Sünden der SPD: Wie die Sozialdemokraten einen ihrer profiliertesten und populärsten Politiker demontierten

  • Norbert Podewin
  • Lesedauer: 3 Min.

Seinen 80. am 28. Januar 1963 feierte er im kleinen Berliner Freundeskreis. Im Mai trat er seine traditionelle Kurreise ins belgische Nordseebad Knokke an. Am Abreisetag, dem 18. Juni, war er tot.

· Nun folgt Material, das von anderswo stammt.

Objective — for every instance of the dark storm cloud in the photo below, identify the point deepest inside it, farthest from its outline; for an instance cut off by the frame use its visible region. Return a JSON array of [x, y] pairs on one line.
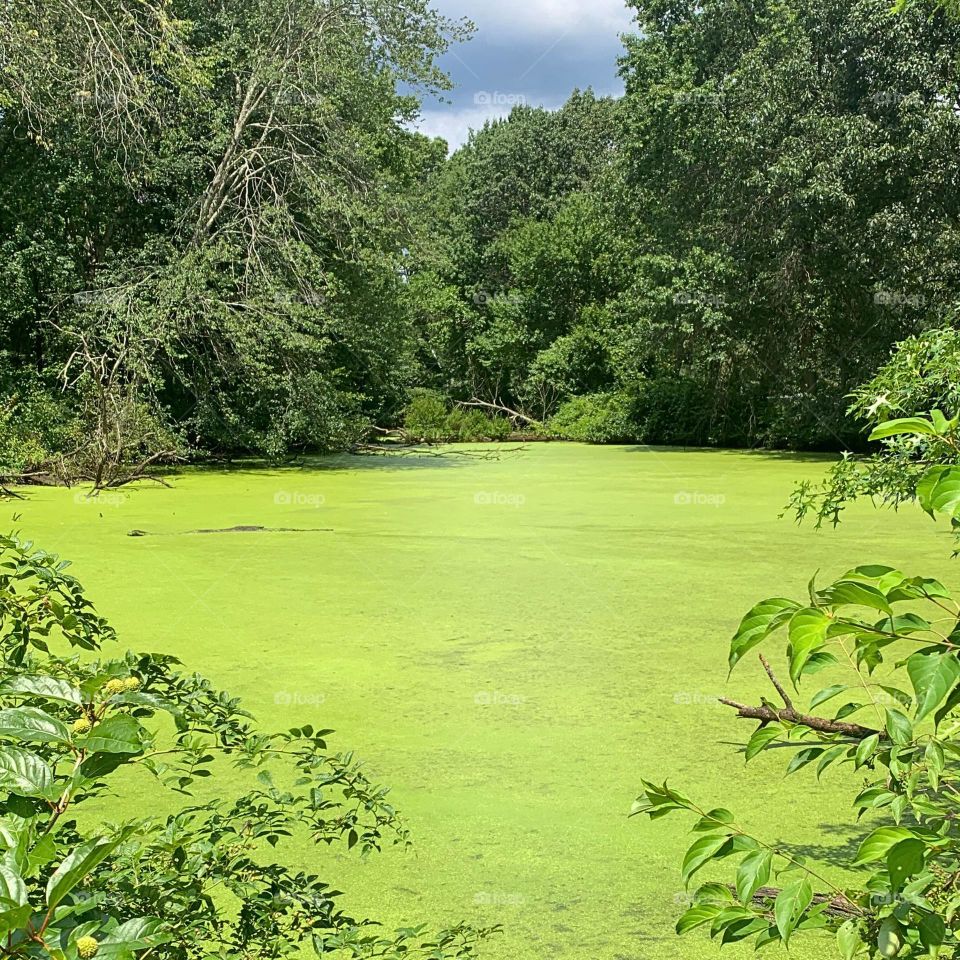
[[534, 52]]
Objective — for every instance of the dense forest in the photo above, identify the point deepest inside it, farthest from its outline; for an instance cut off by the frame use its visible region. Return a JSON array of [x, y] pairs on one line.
[[222, 236]]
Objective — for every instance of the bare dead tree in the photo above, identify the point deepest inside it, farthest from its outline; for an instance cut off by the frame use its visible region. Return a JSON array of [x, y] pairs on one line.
[[123, 437]]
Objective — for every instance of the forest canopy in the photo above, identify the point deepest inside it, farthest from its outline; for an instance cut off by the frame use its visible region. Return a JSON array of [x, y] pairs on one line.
[[220, 234]]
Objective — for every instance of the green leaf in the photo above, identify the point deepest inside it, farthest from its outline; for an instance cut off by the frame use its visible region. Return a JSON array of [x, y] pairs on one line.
[[696, 916], [827, 693], [904, 860], [849, 940], [753, 872], [758, 624], [117, 734], [808, 632], [933, 675], [935, 760], [899, 728], [761, 737], [932, 932], [31, 724], [916, 426], [47, 687], [141, 933], [24, 772], [879, 843], [789, 906], [77, 865], [702, 851], [12, 888], [938, 491], [853, 593]]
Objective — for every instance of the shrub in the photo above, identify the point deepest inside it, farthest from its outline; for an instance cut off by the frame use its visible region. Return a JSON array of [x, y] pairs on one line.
[[36, 422], [595, 418], [427, 418], [671, 411], [425, 415], [203, 880], [895, 734]]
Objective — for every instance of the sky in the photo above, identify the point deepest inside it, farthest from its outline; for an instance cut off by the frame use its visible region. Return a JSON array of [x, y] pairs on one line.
[[525, 51]]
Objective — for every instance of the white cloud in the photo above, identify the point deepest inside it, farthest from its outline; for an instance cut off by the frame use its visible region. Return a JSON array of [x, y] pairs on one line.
[[454, 124], [542, 17]]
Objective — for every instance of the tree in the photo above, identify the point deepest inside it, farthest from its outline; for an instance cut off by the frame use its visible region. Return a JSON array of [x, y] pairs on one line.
[[906, 747], [229, 182], [75, 719], [782, 170]]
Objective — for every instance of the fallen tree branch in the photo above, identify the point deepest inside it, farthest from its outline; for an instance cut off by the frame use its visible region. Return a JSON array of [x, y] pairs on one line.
[[839, 904], [789, 714]]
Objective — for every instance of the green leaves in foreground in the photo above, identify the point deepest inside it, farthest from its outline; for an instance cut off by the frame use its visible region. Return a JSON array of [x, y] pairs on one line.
[[888, 711], [155, 886]]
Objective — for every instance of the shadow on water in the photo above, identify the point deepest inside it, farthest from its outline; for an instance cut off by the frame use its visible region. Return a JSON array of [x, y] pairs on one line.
[[839, 854], [333, 462], [790, 456]]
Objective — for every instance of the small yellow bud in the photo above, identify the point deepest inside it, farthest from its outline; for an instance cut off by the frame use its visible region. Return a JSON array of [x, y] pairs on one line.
[[87, 947]]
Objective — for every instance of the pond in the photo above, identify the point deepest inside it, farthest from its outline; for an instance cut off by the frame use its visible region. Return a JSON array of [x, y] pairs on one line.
[[512, 639]]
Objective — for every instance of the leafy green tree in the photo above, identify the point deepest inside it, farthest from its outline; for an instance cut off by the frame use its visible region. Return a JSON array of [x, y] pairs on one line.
[[888, 642], [229, 189], [922, 374], [782, 173]]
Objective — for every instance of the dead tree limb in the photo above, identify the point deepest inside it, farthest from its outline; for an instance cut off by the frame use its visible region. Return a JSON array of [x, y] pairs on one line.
[[789, 714], [839, 905]]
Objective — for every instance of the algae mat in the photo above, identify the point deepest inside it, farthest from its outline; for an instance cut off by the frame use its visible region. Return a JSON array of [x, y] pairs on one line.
[[511, 644]]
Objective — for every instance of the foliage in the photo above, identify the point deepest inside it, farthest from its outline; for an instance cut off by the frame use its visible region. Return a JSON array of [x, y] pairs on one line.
[[922, 374], [595, 418], [226, 189], [79, 722], [873, 617], [428, 417]]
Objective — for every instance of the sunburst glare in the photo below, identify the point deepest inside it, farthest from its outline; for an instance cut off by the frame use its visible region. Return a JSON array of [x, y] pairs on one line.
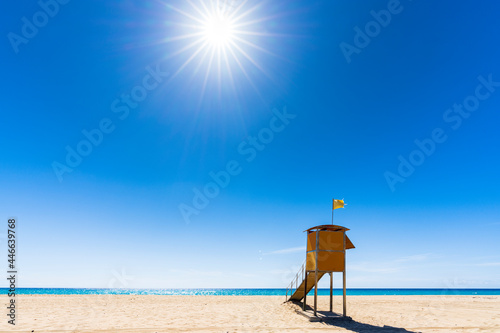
[[220, 38]]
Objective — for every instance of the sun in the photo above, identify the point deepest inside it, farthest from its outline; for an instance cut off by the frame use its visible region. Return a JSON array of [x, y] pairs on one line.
[[219, 38], [218, 30]]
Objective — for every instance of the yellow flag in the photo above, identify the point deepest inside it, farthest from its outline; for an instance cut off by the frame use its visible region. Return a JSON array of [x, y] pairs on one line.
[[338, 204]]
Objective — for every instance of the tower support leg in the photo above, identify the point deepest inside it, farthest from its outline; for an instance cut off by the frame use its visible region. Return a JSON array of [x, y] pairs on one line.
[[305, 292], [331, 291]]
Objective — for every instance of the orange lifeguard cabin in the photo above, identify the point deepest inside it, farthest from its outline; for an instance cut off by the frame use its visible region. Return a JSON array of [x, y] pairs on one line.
[[325, 253]]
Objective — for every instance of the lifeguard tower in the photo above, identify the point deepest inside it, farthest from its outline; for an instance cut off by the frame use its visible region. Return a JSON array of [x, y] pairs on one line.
[[325, 253]]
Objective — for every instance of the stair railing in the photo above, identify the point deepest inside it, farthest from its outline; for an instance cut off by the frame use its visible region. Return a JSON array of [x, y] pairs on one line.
[[296, 281]]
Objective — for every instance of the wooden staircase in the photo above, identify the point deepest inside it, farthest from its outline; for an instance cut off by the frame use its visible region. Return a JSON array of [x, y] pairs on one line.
[[298, 295]]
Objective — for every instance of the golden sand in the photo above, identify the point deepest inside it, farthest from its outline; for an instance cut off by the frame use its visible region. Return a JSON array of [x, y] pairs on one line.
[[126, 313]]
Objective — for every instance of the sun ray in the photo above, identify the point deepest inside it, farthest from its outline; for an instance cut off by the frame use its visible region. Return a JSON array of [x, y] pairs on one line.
[[220, 42]]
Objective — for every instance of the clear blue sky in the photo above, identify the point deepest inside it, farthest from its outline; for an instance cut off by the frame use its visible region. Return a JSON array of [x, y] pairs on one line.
[[119, 210]]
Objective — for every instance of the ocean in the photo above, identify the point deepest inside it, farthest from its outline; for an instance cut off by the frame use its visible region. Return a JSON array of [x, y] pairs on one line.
[[245, 292]]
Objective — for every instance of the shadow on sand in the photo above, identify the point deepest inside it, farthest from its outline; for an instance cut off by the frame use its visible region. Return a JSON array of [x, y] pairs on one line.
[[336, 320]]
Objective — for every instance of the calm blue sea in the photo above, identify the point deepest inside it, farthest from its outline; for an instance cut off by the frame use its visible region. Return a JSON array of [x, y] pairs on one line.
[[245, 292]]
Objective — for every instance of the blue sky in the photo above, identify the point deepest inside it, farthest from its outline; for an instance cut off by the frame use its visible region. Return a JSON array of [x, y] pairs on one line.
[[351, 121]]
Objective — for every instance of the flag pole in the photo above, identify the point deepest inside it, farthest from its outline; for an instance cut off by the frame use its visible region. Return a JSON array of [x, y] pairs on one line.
[[333, 208]]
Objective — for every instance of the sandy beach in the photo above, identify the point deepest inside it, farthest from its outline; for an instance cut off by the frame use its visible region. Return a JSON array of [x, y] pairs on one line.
[[128, 313]]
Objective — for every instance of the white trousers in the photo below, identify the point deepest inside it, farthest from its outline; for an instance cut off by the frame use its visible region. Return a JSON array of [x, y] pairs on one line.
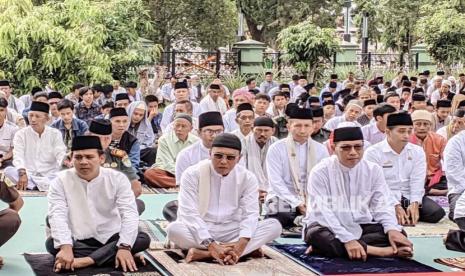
[[267, 230], [41, 182]]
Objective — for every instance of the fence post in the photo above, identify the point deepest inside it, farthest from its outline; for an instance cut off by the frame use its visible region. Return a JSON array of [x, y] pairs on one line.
[[239, 60], [334, 59], [173, 63], [218, 63], [369, 60]]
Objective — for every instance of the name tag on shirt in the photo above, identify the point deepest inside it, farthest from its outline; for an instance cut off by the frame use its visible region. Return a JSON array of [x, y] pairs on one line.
[[388, 165]]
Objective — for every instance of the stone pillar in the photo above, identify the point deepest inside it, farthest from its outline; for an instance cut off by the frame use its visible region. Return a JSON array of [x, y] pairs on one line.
[[348, 54], [251, 56], [425, 61]]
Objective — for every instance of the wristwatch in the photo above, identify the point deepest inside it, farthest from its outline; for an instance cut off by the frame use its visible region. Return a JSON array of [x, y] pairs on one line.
[[207, 242], [124, 246]]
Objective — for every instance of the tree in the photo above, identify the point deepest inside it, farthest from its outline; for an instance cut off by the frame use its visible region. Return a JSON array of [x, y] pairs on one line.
[[445, 38], [266, 18], [208, 24], [308, 47], [60, 43]]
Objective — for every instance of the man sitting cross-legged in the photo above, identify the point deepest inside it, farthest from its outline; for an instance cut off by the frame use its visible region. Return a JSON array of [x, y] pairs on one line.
[[92, 213], [350, 211], [9, 217], [218, 208]]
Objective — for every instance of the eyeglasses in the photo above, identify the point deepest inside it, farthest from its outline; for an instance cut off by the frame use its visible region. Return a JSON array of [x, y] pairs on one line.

Das SPD-Organ »Berliner Stimme« veröffentlichte vier Tage später einen Nachruf, der den Höhepunkt seines politischen Lebens karg so beschrieb: »Nach den Wahlen vom 20. Oktober 1946 war er Oberbürgermeister von Berlin ... Nach seinem Ausscheiden aus dem Amt des Oberbürgermeisters war Otto Ostrowski Präsident des Rechnungshofes von Berlin.« Ausgespart blieb, wie sich der gebürtige Spremberger, seit 1918 in der deutschen Hauptstadt kommunalpolitisch tätig, während seiner Zeit als Stadtoberhaupt vom 5. Dezember 1946 bis 17. April 1947 zum Wohle Berlins und der Berliner aufrieb. Der »Tagesspiegel« legte publizistisch eine weitere falsche Fährte: »Nach knapp fünfmonatiger Amtszeit musste Ostrowski auf Drängen seiner eigenen Partei zurücktreten, weil er - als eigenwilliger Politiker bekannt - den Kommunisten in der Frage der Zwangsvereinigung beider Parteien zur SED entgegengekommen war.« Auch hier keine Anerkennung seines partei- und sektorenübergreifenden Kampfes mit sibirischer Kälte im Winter 1946/47 in der vom Krieg gezeichneten Stadt. Die SPD hatte im Wahlkampf 18 Zentner Kohle pro Haushalt versprochen; es blieb ein Märchen. Die sowjetische Kommandantur ermöglichte für ihren Sektor den Holzeinschlag im Umland.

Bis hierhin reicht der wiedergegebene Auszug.